My mares past owner galloped her on trails for years, when I first got her I thought she always tried to run because she _wanted _to. I've paid alot of attention to her while lunging and being ridden, truth be told it seems like she WANTS to be a calm horse, but it's been instilled in her head that she needs to RUN and not stop until the rider dismounts. I've spent the majority of my time riding her getting her to walk and be comfortable doing so.


----------



## kmdstar (Nov 17, 2009)

Have you ever had a chiropractor out for her? If not and you can afford it, I'd look into it. She could just be having back pain which would make her act out while being groomed (brushing down her back = pain) and undersaddle. My moms mare is very aggressive while being groomed and we thought it could be a back issue, she's completely fine undersaddle though. She also gets extremely p*ssy when you touch her flanks, we were sure that was a pain thing but if she's distracted it doesn't bother her so it's hard to say with her.


----------



## Gidget (Jan 19, 2010)

Hey you all. Thank you very much for the info.

I am wondering if it is her past because the person that sold her said she us to be a gaming horse and when asked to run or anything he mentioned she would always pin her ears back. She does that with me but when I was galloping with her at the fairground she slowly began to pick her ears up. 
She hates being saddled but once she is she is fine and she loves just walking around. I know this because she is looking around and her ears are perked all the way up.

A ten year old owned her and the person we got her from said she was spurred a lot due to doing gaming.
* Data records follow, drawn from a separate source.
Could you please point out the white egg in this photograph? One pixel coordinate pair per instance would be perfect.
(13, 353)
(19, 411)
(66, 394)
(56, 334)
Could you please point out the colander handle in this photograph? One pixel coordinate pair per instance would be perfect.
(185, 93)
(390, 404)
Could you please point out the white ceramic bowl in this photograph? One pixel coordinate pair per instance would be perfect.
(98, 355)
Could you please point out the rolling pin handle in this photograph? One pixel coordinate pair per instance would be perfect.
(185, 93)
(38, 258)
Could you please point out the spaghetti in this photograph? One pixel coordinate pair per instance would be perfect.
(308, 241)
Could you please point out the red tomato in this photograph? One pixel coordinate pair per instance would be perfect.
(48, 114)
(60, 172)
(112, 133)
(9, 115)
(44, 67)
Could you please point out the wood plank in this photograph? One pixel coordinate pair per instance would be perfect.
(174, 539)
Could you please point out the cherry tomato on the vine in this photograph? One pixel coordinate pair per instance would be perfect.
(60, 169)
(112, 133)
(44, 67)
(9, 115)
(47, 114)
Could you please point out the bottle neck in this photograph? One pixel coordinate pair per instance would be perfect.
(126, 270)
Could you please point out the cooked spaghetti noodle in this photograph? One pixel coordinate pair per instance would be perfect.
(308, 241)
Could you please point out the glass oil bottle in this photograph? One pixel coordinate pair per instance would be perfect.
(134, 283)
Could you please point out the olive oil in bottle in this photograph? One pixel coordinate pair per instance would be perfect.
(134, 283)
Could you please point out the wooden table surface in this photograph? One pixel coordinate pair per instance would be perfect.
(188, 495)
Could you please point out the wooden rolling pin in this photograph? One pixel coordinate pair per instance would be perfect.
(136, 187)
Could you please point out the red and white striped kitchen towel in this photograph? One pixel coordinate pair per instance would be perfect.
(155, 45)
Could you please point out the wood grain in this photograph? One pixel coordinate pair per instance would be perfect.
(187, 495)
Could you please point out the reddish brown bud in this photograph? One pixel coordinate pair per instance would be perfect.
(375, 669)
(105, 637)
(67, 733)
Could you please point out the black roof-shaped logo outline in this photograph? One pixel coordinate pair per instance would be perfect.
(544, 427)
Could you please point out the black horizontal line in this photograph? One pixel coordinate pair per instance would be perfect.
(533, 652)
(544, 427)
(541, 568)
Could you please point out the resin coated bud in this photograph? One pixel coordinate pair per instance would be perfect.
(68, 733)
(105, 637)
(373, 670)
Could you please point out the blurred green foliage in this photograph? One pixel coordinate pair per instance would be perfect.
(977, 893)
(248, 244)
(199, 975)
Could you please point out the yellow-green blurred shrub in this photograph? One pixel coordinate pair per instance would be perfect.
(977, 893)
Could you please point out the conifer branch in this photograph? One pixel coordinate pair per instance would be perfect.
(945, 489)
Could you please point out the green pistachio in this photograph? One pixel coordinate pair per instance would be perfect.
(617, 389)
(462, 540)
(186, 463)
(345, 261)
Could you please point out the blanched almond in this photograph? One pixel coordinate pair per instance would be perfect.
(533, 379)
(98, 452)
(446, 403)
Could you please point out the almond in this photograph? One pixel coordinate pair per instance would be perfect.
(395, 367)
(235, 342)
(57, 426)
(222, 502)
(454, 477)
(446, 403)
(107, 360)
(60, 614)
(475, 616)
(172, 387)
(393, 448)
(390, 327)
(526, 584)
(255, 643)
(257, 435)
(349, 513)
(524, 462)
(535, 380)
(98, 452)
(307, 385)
Maybe it's just drilled into her head that she has to run when she hears a kiss noise? I know she hesitates when you ask her but then she will do it. She prefers trotting...which is H*ll on my body but I am working on getting better.

I called the vet and she told me to check for signs of her needing her teeth done so I did and everything..she is seems to be doing fine. After I moved her to the stables she decided that it was okay to take the bit..maybe I was pinching her? But now she takes the bit. 

She gets a bit annoyed when I touch her withers but once I do start petting her she is fine.


----------